Hayır ben İstanbul’da büyüdüm. Benim annem Sırp, babam Karadağlı – Montenegro. Babam yıllar evvel buraya geliyor savaş sebebiyle ve buraya yerleşiyorlar ailecek. Annem de turist olarak geliyor Sırbistan’dan. Birinci görüşte aşk yaşıyorlar ve annem bir daha Sırbistan’a dönmüyor. Sonra birinci meyveleri ben oluyorum…
Kaç kardeşsiniz?
Aslında 3 kardeştik, yıllar evvel kardeşimi kaybettim kanserden. İki kardeşiz artık, bir de kız kardeşim var.
Lösemi miydi?
Evet, ne yazık ki. Bu yüzden kanserli hastalara, kanserli çocuklara çok büyük ilgim ve yardımlarım var. Zira bu ülkede nitekim lösemi hastalarının, kanser hastalarının tedavilerinin çok büyük paralar maliyetler olduğunu biiyorum. Sahiden paranız yoksa vefata terk ediliyorsunuz lösemi hastasıysanız, kanserseniz.
Sizin için hayatta en güç olan şey herhalde yaşlanmak?
Hayır, sırtımı nemlendirememek. Arttan iki elim birbirine ulaşmadığı an ölebilirim diyebilirim diye düşünüyorum.
Hayatta sizi en mutsuz eden şey bu mu nitekim?
Yani… Esasen sonrasında birilerine muhtaç kalmaya başlıyorsunuz ve hayat kaliteniz düşüyor.
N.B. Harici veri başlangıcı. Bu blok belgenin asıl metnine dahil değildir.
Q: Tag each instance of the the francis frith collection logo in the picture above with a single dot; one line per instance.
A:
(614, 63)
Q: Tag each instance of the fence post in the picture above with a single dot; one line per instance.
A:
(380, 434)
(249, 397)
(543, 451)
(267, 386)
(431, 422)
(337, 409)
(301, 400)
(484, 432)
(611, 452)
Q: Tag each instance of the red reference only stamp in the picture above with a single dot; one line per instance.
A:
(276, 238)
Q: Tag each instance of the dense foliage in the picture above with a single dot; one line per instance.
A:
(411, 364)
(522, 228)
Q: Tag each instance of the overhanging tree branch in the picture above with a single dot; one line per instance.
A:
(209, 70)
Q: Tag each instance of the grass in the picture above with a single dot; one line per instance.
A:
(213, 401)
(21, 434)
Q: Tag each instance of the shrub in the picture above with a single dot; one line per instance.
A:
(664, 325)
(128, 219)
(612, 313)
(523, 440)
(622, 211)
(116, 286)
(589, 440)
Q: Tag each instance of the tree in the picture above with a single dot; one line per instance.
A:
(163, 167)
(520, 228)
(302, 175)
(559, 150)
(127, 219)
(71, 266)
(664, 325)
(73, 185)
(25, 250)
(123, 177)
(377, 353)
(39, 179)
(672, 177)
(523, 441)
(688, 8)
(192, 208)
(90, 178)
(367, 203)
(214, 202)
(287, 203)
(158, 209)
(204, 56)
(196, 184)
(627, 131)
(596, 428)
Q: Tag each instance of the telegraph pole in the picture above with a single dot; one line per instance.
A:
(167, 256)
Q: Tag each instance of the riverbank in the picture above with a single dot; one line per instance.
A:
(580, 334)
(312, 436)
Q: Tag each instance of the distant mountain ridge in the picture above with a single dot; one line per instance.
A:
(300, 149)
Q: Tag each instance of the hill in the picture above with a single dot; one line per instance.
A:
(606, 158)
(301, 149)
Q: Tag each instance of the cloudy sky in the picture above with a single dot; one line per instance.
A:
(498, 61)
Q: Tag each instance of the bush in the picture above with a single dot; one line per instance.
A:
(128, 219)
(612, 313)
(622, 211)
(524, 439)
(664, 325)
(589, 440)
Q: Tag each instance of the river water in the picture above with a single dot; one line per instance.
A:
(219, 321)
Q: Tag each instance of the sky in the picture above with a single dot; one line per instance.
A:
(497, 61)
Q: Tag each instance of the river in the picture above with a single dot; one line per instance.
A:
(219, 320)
Sırtınıza nemlendirici sürmek tıpkı vakitte esnekliğinizi korumak, tıpkı vakitte dinç olmak, tıpkı vakitte kimseye muhtaç olmamak demek. O yüzden gelecekte düzgün ve kaliteli yaşamak için şimdiden gerçek adımları atmak gerekiyor.
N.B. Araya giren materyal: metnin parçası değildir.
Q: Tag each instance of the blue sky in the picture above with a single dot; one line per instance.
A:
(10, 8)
Sizi Seda Sayan’a benzetiyorlar di mi? Daha doğrusu Seda Hanım’ı mı size benzetiyorlar?
Bilmiyorum karışık. Çok tatlı, çok seviyorum onu. Çok hoş oldu o da, âlâ bi tabiple çalıştı daha evvel tanışmıştım onunla. Beğeniyorum… Benzedi bana bu ortada. Bi yerde ben ona benziyorum, bi yerde o bana benziyo. Ortak noktayı bulucaz Seda Abla.
Ailenizle münasebetleriniz yeterli midir?
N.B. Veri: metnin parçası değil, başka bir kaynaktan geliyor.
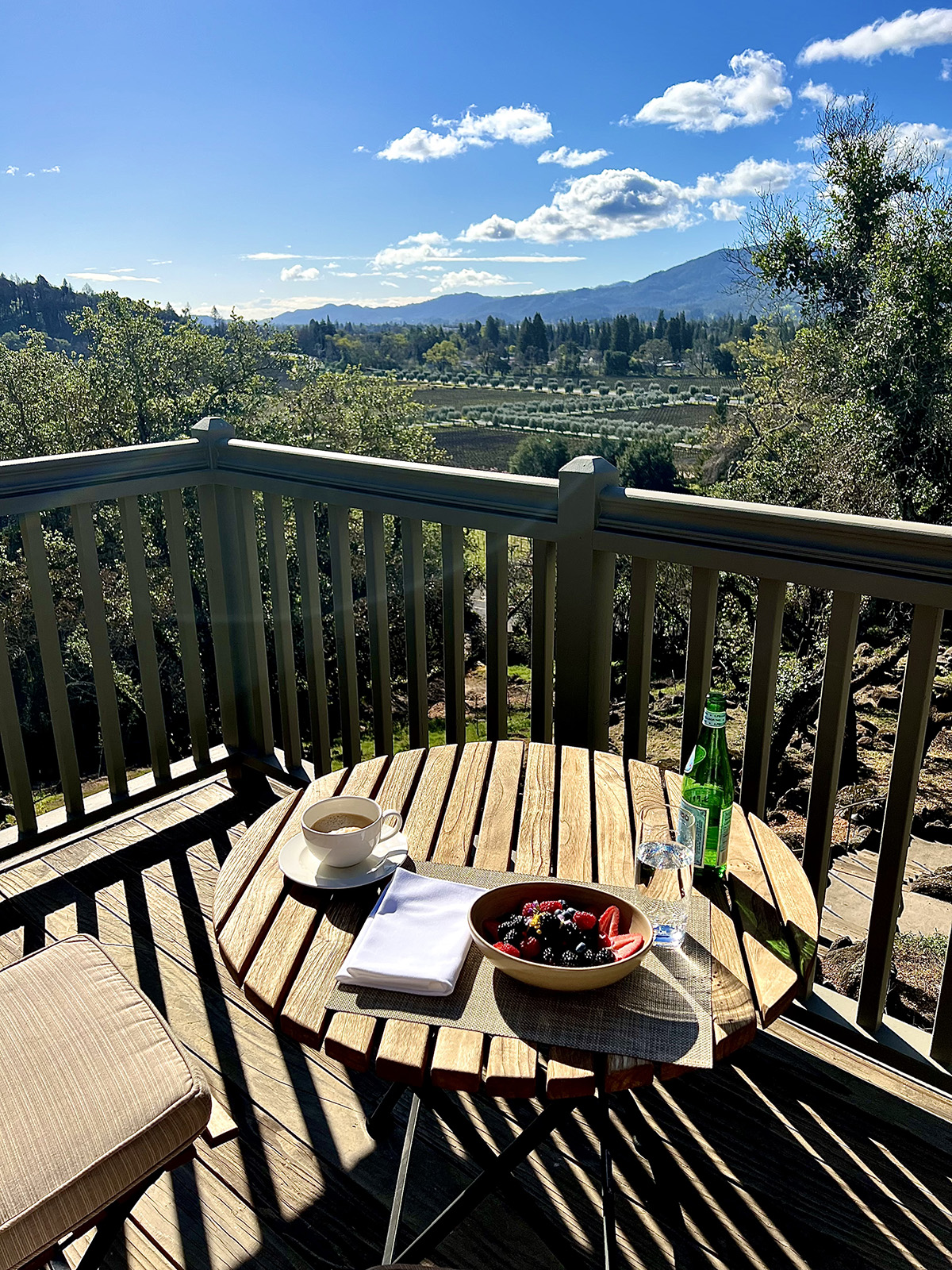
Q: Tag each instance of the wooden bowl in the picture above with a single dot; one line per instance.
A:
(559, 978)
Çook, inanılmaz! Bana bebek üzere baktılar, ben de bu saatten sonra onlara bebek üzere bakıyorum. Ben ne giyiyorsam birebirini giyiyorlar, ben ne yiyorsam birebirini yiyorlar. Nerde memnunlarsa orada yaşasınlar istiyorum.
Sizin poponuzda da estetik var mı?
Var. Çok sıkıntı bir operasyondu bu ortada. Benim birinci operasyonumdu. Tek başına gittim ameliyata. O kadar zordu ki, kendimi camdan atmak ve ölmek istedim. Yaptıracak olanlar bu söylediğimi çok yeterli dinlesinler. Zira sanırım en büyük acı popo estetiği.
Ne yaptırdınız siz?
İmplant. İçine bi şey koyup kapatıyorlar. Kas altına yerleştirildiği için implant, tüm kası yırtıp parçalıyor. Abartıyorum tahminen yırtıp parçalamıyor lakin ziyan veriyor. Ben konuta gittiğimde yatağa uzandım yüz üstü, dizimi üst çekemiyorum. O denli bir acı! Ayaklarımın üzerine basabilsem, yürüyebilsem kendimi o residance’ın camından aşağı atıp o acıyı hissetmemeyi çok isterdim. Neyse ki geçti…
Hayatınızın en makûs anısı hangisi Samet Beyefendi?
Hayatımda gittiğim birinci cenazenin kardeşimin cenazesi olması hayatımın en büyük travmam. En çok üzüldüğüm şey, çok berbattı… O yüzden yakınlarınızın cenazesine gitmeden kendinizi cenazeye gitmekle ilgili alıştırın. Çok berbattı benim için kardeşimi görmek, kardeşimi gömmek. Allah kimseye yaşatmasın çok makûs.
Kaç yaşında kaybettiniz?
18’di. Bu yüzden gerçek yaşamak, sistemli yaşamak, düzgün beslenmek, sağlıklı yaşamak bunların hepsi benim için çok değerli. Bunları yapıyorsam sanırım o yaşadığım travma yüzünden.
Armağan Çağlayan ve Samet Liçina’nın sohbetinin tamamını buradan seyredebilirsiniz.